Enhancing Vulnerability Prioritization in Cloud Computing Using Multi-View Representation Learning
成果类型:
Article
署名作者:
Ullman, Steven; Samtani, Sagar; Zhu, Hongyi; Lazarine, Ben; Chen, Hsinchun; Nunamaker Jr, Jay F.
署名单位:
University of Texas System; University of Texas at San Antonio; Indiana University System; Indiana University Bloomington; IU Kelley School of Business; University of Arizona
刊物名称:
JOURNAL OF MANAGEMENT INFORMATION SYSTEMS
ISSN/ISSBN:
0742-1222
DOI:
10.1080/07421222.2024.2376384
发表日期:
2024
页码:
708-743
关键词:
design science research
predictive analytics
RISK
identification
COMPETITION
TECHNOLOGY
FRAMEWORK
hackers
models
SYSTEM
摘要:
Cybersecurity is a present and growing concern that needs to be addressed with both behavioral and design-oriented research.
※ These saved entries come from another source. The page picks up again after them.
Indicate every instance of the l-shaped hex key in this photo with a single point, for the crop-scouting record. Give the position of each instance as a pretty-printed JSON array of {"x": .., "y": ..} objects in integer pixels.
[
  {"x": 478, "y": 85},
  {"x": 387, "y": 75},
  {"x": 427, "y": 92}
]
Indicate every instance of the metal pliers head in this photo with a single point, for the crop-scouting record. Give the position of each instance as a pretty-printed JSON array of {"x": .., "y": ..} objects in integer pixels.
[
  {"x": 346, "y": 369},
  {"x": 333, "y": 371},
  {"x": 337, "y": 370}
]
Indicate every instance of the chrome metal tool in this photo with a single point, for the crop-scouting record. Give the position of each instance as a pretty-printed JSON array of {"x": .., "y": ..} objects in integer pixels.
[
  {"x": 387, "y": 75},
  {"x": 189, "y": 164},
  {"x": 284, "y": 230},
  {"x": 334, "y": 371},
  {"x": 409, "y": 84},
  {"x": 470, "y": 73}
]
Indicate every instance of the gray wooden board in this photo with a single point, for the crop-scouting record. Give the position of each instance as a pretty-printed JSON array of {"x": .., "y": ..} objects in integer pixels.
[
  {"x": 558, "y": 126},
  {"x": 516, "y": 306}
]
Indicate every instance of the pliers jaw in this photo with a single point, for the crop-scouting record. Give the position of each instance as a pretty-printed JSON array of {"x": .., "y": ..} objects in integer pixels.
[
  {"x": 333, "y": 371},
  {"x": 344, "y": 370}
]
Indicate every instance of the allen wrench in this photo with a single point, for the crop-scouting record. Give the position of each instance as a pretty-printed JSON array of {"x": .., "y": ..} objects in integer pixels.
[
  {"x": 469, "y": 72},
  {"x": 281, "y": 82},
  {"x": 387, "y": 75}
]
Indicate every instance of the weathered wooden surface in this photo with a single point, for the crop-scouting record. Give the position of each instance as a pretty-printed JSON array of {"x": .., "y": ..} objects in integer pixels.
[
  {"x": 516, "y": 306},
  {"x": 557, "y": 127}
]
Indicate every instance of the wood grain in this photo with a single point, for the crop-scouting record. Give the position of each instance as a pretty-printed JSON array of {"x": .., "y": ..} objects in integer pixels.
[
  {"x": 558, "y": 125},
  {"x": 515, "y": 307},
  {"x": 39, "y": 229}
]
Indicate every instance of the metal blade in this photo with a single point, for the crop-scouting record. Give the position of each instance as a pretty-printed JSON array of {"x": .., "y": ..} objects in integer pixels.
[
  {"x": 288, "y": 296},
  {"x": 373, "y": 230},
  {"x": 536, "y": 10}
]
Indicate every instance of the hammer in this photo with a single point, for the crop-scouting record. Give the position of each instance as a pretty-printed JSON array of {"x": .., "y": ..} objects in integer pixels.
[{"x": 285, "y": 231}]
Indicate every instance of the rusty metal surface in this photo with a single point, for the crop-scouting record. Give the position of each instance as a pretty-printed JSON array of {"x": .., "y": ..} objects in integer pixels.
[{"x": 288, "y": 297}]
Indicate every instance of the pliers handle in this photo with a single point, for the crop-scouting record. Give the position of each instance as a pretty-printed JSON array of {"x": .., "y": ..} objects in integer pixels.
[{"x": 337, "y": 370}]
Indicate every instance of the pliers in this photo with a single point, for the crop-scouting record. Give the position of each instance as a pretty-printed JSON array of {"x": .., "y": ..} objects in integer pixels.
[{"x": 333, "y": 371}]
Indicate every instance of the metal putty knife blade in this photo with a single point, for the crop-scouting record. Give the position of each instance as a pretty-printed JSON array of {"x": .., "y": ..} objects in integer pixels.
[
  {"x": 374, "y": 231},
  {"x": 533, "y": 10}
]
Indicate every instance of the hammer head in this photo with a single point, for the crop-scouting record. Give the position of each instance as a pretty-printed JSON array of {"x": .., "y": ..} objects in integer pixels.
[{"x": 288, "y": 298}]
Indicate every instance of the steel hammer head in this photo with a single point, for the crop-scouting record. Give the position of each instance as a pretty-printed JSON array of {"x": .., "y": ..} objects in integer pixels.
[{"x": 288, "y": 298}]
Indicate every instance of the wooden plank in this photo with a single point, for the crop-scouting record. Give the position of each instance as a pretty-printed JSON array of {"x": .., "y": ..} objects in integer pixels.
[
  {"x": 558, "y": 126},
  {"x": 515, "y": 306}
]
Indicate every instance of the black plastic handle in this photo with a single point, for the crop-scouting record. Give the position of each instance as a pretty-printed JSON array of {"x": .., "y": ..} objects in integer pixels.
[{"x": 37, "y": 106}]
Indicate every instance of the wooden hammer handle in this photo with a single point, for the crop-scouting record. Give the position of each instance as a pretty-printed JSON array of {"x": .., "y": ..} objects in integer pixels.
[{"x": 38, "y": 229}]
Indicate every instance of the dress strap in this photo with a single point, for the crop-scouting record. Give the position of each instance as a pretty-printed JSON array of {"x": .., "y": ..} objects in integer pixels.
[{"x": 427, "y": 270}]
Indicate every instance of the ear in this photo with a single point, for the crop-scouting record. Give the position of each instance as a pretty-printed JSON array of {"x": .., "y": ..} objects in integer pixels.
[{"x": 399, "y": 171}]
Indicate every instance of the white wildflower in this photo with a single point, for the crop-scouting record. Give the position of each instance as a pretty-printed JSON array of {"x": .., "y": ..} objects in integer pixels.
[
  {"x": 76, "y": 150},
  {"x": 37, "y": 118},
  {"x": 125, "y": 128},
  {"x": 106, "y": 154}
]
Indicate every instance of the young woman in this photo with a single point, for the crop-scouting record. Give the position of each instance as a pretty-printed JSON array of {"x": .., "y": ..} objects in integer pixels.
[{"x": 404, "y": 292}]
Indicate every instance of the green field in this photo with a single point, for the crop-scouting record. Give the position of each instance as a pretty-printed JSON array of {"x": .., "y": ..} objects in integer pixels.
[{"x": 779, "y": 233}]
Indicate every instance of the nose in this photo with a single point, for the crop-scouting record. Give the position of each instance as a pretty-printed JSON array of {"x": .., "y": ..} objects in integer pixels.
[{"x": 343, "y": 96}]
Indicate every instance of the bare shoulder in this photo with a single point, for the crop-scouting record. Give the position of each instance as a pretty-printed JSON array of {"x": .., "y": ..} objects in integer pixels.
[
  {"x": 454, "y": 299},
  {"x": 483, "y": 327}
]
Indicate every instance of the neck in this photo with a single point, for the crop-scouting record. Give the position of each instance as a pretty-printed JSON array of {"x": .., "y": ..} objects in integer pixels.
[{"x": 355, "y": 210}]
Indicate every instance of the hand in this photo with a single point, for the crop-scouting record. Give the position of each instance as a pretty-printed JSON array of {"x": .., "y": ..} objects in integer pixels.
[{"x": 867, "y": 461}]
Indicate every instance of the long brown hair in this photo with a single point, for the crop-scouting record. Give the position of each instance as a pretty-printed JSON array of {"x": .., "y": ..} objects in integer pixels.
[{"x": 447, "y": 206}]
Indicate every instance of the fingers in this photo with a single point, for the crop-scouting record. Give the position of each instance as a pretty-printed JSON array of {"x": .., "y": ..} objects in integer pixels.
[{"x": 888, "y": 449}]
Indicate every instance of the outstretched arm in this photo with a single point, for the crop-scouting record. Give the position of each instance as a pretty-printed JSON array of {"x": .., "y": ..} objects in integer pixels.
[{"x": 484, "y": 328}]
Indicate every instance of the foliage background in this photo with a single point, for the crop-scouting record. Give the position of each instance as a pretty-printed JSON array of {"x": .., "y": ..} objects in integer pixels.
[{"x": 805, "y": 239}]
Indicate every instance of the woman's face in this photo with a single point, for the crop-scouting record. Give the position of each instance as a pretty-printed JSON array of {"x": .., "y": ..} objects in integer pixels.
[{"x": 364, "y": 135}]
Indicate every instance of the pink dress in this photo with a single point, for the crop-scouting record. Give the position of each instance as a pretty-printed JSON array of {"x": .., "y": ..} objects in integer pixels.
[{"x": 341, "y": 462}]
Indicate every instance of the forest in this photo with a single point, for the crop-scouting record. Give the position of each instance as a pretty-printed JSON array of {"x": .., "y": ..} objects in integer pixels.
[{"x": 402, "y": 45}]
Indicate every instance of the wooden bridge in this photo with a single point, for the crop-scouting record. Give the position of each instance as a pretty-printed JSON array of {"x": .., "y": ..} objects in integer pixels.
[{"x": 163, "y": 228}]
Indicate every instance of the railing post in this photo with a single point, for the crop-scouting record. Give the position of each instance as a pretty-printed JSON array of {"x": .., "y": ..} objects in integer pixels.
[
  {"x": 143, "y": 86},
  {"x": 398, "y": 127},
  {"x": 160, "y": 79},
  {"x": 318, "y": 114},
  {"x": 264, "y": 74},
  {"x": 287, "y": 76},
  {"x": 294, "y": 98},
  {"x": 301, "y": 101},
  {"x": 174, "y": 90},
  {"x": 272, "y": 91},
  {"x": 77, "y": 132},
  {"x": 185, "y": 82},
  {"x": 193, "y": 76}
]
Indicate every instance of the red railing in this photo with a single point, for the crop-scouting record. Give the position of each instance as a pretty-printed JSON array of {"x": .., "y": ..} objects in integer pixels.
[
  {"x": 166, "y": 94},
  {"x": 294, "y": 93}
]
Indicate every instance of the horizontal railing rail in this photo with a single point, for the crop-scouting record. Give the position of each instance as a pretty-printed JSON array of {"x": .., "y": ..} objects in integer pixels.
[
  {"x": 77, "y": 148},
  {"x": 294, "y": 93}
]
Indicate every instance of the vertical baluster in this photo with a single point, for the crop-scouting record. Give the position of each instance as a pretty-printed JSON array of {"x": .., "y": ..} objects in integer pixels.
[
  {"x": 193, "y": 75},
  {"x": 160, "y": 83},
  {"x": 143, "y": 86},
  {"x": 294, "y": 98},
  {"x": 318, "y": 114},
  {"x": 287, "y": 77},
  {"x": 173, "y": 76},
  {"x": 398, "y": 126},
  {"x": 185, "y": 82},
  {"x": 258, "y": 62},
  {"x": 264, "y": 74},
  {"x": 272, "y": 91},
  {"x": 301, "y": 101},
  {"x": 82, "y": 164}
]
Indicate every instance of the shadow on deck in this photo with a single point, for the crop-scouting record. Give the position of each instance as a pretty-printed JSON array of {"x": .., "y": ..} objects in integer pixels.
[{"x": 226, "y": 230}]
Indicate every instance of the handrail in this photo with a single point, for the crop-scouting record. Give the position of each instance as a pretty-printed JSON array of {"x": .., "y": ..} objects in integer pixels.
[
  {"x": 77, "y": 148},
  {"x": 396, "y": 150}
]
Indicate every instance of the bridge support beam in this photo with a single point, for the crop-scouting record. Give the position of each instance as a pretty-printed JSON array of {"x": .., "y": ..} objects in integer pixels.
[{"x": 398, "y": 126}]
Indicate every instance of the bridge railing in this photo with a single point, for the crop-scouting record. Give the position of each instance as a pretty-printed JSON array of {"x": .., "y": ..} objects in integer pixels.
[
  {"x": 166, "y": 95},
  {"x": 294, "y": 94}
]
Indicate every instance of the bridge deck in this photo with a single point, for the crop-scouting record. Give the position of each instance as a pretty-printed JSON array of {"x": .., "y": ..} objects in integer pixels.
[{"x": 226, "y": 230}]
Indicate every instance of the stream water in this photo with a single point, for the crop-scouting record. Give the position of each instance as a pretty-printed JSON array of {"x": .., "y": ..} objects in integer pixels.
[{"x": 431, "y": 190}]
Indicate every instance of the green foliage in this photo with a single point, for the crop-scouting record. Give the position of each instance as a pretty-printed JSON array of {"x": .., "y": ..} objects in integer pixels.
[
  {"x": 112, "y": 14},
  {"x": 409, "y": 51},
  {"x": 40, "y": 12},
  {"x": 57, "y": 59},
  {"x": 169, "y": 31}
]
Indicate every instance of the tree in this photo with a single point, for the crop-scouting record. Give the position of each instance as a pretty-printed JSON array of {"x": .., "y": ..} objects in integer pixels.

Public cloud providers such as Amazon Web Services and federal funding agencies such as the National Science Foundation have invested billions of dollars into developing high-performance computing resources accessible to users through configurable virtual machine (VM) images. This approach offers users the flexibility of changing and updating their environment for their computational needs. Despite the substantial benefits, users often introduce thousands of vulnerabilities by installing open-source software packages and misconfiguring file systems. Given the scale of vulnerabilities, security personnel struggle to identify and prioritize vulnerable assets for remediation. In this research, we designed a novel unsupervised deep learning-based Multi-View Combinatorial-Attentive Autoencoder (MV-CAAE) to capture multi-dimensional vulnerability data and automatically identify groups of similar vulnerable compute instances to help facilitate the development of targeted remediation strategies. We rigorously evaluated the proposed MV-CAAE against state-of-the-art methods in three technical clustering experiments. Experiment results indicate that the MV-CAAE achieves V-measure scores (metric of cluster quality) 8 percent-48 percent higher than benchmark methods. We demonstrated the practical value through a comprehensive case study by clustering vulnerable VMs and gathering qualitative feedback from experienced security professionals through semi-structured interviews. The results indicated that clustering vulnerable assets can help prioritize vulnerable instances for remediation and enhance decision-making tasks. The present design-research work also contributes to our theoretical knowledge of cyber-defense.